Detecting And Preventing Scrapers
Bad bots, scapers and crawlers don't like to follow the rules. They ingore robots.txt, meta tags and any other rules. We can use this in our advantage. We will create a honeypot. Add in your robots.txt file a link which the scrapers shouldn't follow. The link in this example is called "nicecontent.php". The robots.txt file looks like this:
User-agent: * Disallow: /nicecontent.php
The bad guys will follow the link. In the php file, or aspx or whatever server side technology you use you will log the ip of the request. You will form a table or text file with all the IPs that followed this link. All those IPs belong to the bad scrapers. The next step is obvious. You should block requests form these IPs.
Monitor users activity
You should always keep an eye on your logs. If you see unusual activity such as many requests in a short time, then you spotted a scraper. A good idea is to limit the number of pages a user can access in a time limit. If the limit is exceeded, then you can show up a captcha. Keep in mind that you need to find a good limit, because otherwise even good users will be bored if the captcha shows very often.
On the other hand, when the requests are very fast in a short period of time, logg the IP and block that IP address. This is a very good way to stop scrapers because static IPs are expensive and scrapers aren't willing to buy many IPs just to copy your content.
Check the request headers
If a request comes with an empty User-Agent field, log the ip and block it from accessing your website! Also, there are a lot of online databases which store User-Agents used by many scrapers. Download them and block any request coming from User-Agents associated with bad scrapers. All browsers, desktop or mobile have valid User-Agent fields. So do all legit spiders from search engines.
Check the referer header, always!

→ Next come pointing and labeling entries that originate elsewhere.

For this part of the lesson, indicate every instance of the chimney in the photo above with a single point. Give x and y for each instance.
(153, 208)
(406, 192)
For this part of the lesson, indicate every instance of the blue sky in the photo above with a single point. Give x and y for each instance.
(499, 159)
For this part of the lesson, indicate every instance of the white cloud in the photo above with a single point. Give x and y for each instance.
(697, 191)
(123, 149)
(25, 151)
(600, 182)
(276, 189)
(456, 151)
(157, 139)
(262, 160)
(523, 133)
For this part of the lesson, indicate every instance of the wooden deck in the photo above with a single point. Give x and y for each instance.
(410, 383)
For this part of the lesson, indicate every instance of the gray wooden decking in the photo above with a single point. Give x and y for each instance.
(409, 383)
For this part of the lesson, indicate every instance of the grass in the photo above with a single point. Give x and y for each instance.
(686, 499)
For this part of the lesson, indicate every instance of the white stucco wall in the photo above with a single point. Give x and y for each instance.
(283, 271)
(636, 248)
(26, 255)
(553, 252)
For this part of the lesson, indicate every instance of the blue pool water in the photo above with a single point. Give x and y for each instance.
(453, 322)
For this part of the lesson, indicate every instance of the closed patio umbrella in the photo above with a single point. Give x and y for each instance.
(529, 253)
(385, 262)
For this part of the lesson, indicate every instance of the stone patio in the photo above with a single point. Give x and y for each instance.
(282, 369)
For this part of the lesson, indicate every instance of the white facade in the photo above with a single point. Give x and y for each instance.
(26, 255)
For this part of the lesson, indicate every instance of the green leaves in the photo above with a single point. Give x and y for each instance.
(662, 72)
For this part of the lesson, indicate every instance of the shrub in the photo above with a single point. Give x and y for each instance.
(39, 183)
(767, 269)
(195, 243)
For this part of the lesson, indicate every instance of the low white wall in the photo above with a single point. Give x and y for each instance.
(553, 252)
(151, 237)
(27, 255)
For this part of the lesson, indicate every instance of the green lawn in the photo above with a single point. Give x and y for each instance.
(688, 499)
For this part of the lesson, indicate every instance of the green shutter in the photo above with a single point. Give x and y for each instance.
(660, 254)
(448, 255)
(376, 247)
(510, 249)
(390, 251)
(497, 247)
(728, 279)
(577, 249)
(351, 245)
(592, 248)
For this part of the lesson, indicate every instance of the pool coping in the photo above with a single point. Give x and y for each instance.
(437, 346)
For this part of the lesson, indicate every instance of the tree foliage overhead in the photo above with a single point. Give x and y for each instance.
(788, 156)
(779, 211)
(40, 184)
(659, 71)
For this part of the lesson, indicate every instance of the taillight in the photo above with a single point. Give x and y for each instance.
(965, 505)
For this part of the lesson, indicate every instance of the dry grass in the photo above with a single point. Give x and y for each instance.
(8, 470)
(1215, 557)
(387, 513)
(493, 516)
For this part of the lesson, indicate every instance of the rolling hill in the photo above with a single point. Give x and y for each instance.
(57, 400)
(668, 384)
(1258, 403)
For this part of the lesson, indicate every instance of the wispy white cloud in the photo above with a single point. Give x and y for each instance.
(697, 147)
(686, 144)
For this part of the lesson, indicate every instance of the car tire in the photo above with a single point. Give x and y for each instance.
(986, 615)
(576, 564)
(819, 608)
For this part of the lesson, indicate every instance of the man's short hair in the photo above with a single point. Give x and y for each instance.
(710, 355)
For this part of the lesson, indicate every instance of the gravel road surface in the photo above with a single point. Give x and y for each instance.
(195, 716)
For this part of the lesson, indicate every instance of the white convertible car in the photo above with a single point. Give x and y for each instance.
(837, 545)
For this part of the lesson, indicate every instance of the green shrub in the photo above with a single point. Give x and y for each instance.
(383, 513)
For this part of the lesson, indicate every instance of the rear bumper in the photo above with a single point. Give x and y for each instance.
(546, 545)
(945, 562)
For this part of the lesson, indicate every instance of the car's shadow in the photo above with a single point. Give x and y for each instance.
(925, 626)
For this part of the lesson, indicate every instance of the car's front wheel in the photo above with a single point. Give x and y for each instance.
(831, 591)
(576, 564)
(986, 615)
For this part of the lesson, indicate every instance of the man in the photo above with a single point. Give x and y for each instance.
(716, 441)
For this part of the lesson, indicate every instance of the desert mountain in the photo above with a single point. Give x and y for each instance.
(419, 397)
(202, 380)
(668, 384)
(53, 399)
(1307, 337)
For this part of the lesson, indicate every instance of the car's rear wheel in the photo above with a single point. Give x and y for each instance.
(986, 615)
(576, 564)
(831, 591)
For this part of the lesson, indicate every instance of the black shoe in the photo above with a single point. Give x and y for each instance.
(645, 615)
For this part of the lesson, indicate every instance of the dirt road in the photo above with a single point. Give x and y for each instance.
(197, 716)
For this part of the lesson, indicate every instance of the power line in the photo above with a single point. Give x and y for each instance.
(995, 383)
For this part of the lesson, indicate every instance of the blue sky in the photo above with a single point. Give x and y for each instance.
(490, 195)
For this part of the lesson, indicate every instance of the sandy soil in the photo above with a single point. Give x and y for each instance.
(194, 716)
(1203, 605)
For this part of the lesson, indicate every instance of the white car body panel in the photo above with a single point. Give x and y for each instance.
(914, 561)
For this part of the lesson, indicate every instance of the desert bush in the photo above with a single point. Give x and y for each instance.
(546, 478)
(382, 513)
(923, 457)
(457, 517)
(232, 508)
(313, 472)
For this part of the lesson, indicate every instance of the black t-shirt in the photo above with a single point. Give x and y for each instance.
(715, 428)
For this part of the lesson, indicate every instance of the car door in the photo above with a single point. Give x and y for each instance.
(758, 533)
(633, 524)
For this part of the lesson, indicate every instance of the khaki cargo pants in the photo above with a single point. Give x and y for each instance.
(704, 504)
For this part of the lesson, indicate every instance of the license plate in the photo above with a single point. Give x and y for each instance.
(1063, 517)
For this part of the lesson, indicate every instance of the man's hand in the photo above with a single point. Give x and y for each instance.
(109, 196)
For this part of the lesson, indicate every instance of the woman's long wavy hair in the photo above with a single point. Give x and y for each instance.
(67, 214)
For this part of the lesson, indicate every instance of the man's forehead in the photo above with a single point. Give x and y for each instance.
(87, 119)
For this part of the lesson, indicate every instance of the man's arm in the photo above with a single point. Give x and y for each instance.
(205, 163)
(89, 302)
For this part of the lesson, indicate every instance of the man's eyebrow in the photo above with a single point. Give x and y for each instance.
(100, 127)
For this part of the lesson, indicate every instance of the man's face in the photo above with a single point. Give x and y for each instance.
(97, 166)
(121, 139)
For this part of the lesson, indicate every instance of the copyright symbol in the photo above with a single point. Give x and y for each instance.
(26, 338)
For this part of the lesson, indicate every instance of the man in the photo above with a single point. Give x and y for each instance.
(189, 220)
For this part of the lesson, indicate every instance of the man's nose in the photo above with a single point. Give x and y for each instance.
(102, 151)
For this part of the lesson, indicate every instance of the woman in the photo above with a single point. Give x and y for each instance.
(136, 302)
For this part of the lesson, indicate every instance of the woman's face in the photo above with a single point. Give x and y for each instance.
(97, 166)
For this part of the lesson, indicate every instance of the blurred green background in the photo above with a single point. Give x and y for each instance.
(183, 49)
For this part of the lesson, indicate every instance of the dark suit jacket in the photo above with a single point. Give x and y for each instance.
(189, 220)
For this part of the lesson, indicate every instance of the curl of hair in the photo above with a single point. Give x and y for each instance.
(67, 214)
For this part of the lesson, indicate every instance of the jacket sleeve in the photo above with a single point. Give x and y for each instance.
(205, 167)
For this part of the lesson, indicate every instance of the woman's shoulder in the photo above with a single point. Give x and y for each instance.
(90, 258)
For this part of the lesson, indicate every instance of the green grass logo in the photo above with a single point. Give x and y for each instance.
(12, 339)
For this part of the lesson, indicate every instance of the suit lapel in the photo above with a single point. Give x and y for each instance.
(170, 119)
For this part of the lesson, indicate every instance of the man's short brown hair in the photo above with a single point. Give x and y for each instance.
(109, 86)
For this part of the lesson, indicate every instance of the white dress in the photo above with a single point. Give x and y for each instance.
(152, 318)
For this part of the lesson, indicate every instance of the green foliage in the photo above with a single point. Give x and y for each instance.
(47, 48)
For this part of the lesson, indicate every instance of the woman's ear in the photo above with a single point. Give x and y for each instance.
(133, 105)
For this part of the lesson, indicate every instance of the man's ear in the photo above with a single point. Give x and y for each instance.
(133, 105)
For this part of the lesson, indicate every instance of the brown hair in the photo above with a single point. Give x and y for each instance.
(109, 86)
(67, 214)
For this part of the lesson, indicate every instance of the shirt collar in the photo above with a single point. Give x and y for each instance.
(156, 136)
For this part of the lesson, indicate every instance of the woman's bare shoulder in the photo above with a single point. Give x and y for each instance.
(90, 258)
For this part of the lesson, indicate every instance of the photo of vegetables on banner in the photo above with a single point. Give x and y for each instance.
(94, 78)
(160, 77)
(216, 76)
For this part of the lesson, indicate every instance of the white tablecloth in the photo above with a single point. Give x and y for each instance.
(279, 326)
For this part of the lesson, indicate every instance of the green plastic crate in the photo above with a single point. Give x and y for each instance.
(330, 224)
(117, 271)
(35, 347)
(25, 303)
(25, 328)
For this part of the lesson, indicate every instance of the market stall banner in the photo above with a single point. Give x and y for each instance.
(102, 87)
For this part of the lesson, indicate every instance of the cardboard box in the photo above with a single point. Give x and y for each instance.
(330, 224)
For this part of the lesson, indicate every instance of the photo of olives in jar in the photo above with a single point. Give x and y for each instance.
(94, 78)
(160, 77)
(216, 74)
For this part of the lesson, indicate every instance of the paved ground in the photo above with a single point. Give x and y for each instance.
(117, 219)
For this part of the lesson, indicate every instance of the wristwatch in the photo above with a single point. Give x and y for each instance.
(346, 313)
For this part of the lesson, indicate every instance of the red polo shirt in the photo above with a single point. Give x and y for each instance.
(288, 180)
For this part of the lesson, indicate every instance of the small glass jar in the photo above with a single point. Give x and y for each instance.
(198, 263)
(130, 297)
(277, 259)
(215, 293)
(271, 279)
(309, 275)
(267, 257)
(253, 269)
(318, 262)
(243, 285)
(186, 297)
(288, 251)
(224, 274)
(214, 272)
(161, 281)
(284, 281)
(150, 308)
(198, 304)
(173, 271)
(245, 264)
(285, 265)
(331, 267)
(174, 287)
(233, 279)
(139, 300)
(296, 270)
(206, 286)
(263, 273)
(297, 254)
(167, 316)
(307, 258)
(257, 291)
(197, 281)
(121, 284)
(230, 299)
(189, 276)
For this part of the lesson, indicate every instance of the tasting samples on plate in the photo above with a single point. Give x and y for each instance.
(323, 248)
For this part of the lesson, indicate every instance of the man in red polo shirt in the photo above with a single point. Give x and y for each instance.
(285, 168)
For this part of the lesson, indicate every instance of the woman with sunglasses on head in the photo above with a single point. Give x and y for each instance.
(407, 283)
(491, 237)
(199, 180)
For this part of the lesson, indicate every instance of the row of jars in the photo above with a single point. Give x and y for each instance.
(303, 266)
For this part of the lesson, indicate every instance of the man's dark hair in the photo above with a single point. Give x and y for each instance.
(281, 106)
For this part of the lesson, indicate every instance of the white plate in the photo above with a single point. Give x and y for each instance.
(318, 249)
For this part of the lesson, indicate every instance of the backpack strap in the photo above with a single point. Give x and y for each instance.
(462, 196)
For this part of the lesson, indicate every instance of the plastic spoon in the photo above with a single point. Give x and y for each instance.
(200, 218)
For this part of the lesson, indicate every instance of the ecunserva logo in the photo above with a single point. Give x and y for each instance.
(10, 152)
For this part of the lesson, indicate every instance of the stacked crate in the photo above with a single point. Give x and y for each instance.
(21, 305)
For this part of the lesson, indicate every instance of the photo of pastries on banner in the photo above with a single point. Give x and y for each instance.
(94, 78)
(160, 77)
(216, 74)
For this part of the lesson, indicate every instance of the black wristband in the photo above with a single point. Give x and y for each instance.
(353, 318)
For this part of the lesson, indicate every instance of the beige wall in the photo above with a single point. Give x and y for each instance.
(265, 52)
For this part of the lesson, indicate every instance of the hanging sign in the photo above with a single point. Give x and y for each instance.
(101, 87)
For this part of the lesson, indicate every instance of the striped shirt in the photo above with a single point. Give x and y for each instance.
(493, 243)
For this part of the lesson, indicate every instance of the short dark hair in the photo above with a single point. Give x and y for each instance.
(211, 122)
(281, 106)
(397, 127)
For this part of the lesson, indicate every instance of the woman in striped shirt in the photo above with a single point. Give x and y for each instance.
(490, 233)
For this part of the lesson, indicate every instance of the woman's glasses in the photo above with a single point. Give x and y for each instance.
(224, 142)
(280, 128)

When I started coding scrapers I always sent requests with empty referer header and my scrapers were always getting blocked. If the referer header is empty, or always the same ex "www.google.com" or any other site then the bets are 100% that it is a scraper. Real users have variety in the referer header.
Randomize your HTML
This technique will stop most of the scrapers. When I scraped proxies from different proxy lists they always provided different HTMLs. This is very annoying for scrapers because if a scraper copies anything below <div id="content", if you change the id to id="random23847_content" and so on any time the scraper won't work. You can apply the same technique even for the class names. The second option is more difficult because you have to keep the relation of the class with the CSS.
When I coded the bot for Facebook, they randomized anything! They responded to each request with random html ids, class names and even css. I ended up using an OCR technique for finishing the bot because I had to finish it fast.
Obfuscate the data
If you detect a scraper, instead of blocking him you can poison him. The idea is that if you block a scraper, they may get back at you with other IP or another technique. Poisoning means giving the scraper fake and useless data. The scraper will keep working and steal useless data.
Depending on your website niche, content and type a very good protection may be to show the content only to registered and logged users. This is the ultimate protection, because you have just one entry point to protect: the log in page. You can use captcha there and monitor all the activity. Also you should use captcha in the registration page, so fake users won't be able to register.
The drawback of such a method is that premium content can't be accessed even by good spiders and your content won't be indexed by search engines.
Ajax and image based website
Image based content also doesn't get indexed. It is very difficult to get stealed, but search engines can't index text embedded inside the image.
If you spot a page which is copying your content, you can also file a DMCA complain via Google and get their site blocked.
Finally, you can pay for services that protect your data such as CloudFlare.